Tedious minor film noir set in San Francisco.

Reviewed by Dennis Schwartz

Tedious minor film noir set in San Francisco. It’s based on the novel Fiddler’s Green by Ernest K. Gann, who also writes the dreadful screenplay. Low-budget veteran prolific director George Sherman (“The Lone Hand”/”Big Jake”/”Comanche“), known as a competent craftsman,keeps things well-crafted but uninteresting and incredulous.

Small-time slot-machine racketeer Bruno Felkin (Richard Conte) rubs out his rival Marty Prince and reports the crime by phone to Homicide Detective Lieut. Kelsey (Stephen McNally). Bruno goes on-the-run when his innocent hat check girlfriend Connie (Shelley Winters) is not home and can’t provide an alibi, as intended. Since he’s the main suspect, Bruno hides all night in the Taage, a docked boat at Fisherman’s Wharf, and becomes a stowaway on the fishing boat of the elderly Swedish-immigrant captain, Hamil Linder (Charles Bickford), and his wayward estranged young son Carl (Alex Nicol), that sails that morning on a fishing expedition.

Carl has been placed by a judge in his father’s custody after stealing a car, and must work for dad to keep him out of the stir.
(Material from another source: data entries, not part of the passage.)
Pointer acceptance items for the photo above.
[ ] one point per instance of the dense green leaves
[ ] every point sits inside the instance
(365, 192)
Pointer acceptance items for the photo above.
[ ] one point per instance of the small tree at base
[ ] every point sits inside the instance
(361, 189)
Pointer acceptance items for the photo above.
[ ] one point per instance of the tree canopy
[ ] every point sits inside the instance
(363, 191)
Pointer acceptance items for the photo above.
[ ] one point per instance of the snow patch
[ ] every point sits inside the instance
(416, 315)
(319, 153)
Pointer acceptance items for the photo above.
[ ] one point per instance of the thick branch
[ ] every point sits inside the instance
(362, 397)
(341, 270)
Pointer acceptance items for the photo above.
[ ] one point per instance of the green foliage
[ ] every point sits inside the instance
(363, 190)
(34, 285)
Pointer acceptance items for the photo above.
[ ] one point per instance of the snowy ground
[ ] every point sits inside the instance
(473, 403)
This makes Carl irate, as he expresses a hatred for dad because of his “old world” values and insistence Carl follow in his footsteps.
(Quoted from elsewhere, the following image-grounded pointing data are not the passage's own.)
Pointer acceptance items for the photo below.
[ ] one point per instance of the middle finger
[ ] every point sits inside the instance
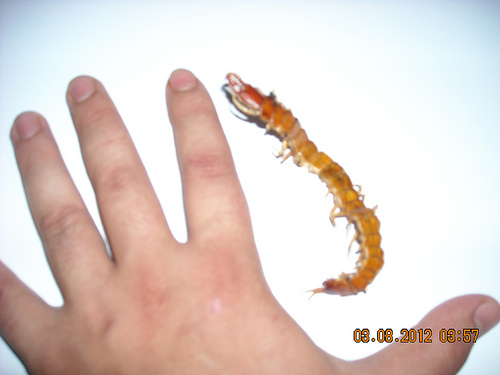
(130, 211)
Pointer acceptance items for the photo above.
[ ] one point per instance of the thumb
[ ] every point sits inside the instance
(470, 311)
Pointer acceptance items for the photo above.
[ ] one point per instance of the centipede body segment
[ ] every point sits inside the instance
(348, 202)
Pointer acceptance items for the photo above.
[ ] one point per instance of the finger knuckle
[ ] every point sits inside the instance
(210, 165)
(61, 221)
(116, 177)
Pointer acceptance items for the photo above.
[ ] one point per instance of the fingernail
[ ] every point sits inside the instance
(81, 88)
(182, 80)
(27, 125)
(486, 316)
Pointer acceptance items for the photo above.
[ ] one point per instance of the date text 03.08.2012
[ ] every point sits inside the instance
(417, 335)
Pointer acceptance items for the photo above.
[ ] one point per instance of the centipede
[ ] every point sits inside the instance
(348, 202)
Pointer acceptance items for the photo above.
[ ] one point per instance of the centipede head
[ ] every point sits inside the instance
(247, 99)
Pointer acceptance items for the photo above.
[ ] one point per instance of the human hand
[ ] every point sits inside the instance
(159, 306)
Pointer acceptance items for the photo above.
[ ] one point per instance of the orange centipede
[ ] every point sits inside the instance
(348, 201)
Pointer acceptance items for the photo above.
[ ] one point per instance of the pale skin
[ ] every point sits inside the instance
(159, 306)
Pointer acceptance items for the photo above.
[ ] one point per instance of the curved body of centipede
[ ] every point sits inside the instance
(348, 202)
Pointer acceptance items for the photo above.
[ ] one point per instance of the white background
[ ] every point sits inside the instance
(405, 95)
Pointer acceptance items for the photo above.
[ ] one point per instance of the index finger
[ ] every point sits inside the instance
(213, 197)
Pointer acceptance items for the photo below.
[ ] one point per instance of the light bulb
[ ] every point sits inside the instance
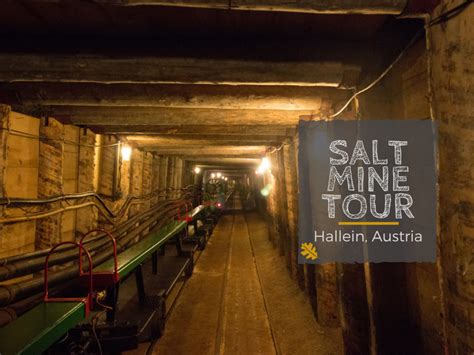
(126, 152)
When Bruno is discovered aboard the ship, the kindly Hamil lets him sail with them without question when he accepts Bruno’s bogus story that he’s a salesman who lost his job and was sleeping off a drunk after a night on the town. To keep his racket going while he stays aboard to hide from the cops, Bruno pays the eager Carl a big salary to take care of the collections. The gangster has a soft spot in his heart for Connie, and has Carl give the school drop-out $100 a week so she can make the payments to continue with her education. While working for Bruno, Carl falls in love with Connie. Meanwhile Bruno falls in love with Hamil’s honest lifestyle and the sea, and learns from pop how to fish. But with Kelsey putting the heat on Connie to give away where her boyfriend is hiding, Bruno schemes to frame Carl for the rub out of Prince by hiding the murder weapon in his clothes. The killer plans to get Connie to anonymously inform on Carl as the killer. Bruno then plans to sail to South America with her. But Mother Nature intervenes. While out fishing with Hamil and Carl, a severe storm takes place. After Bruno saves Carl’s life when he goes overboard (to please his father), the storm acts up and Bruno is lost at sea.

It ends on an artificial happy note, as gangster Bruno finds redemption in his noble death to save another’s life and a reformed Carl now takes over his widow father’s boat and plans to settle down with Connie to raise a family. Pop, who credits Bruno with turning around his son’s life, retires, and plans on doing nothing for the rest of his life except take joy that his son is doing an honest day’s work as a fisherman and has met a wholesome girl like Connie.

It’s a fish story alright, one that defies belief.